Hoy quiero hacer un brindis
por las mujeres. Por esas mujeres afganas, saudís, marroquís, etc., cuya vida
transcurre a la sombra de un varón –padre, hermano, marido o hijo-, y cuyo
estatus sólo está ligeramente por encima del de un camello o una cabra.
También brindo por esas mujeres
españolas que consiguen desempeñar un trabajo remunerado, además de atender el
hogar, educar a los hijos, cuidar a algún familiar anciano o enfermo.
Un tercer brindis por esa
mitad de la población española que nunca se jubila del todo. Esas mujeres
mayores que siguen llevando todo el peso de las tareas domésticas hasta el
final de sus días, o hasta que el Alzheimer borra su memoria.
Y aún a riesgo de pasarme de
tragos, brindaré también por todas esas mujeres que no se hacen las víctimas porque
no lo son.

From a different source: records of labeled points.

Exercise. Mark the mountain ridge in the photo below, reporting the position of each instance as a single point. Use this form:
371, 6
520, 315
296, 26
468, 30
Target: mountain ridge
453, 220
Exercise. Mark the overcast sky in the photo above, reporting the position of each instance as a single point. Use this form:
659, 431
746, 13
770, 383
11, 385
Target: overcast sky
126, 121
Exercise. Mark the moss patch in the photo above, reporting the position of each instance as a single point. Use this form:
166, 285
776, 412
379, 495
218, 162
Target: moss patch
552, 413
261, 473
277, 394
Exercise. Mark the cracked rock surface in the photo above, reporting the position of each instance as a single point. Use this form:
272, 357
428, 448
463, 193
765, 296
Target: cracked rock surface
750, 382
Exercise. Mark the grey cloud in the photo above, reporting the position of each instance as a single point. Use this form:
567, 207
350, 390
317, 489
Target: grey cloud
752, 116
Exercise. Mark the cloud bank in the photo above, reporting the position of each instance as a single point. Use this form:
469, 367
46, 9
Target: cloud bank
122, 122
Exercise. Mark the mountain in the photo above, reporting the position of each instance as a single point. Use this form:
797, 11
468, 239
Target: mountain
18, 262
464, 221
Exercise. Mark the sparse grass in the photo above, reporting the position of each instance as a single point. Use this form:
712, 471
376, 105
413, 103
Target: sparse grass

Las que asumen con naturalidad las diferencias biológicas que la
naturaleza impone, y las consecuencia que se derivan de ellas. Las que se
sienten incómodas con tantas asociaciones de mujeres, talleres para mujeres,
cursos para mujeres, concursos para mujeres, casas de la mujer e institutos de
la mujer. Las que no necesitan de cuotas por sexo para demostrar su valía y
ascender en su carrera profesional. Las que no ven a los hombres como enemigos
sino como seres humanos con las mismas virtudes y debilidades que ellas. Las
que no permiten que ningún varón se erija en su guía, su protector, su amo. Las que no admiten que ninguna feminista decida el guión de su vida.
Se me acaba la botella y no
puedo brindar por las otras mujeres. Las que se recrean con su resentimiento,
su amargura, su victimismo, su frustración o su odio. Estoy seguro de que ellas no
necesitan mi brindis. Prefieren hacer una huelga. Generala, por supuesto.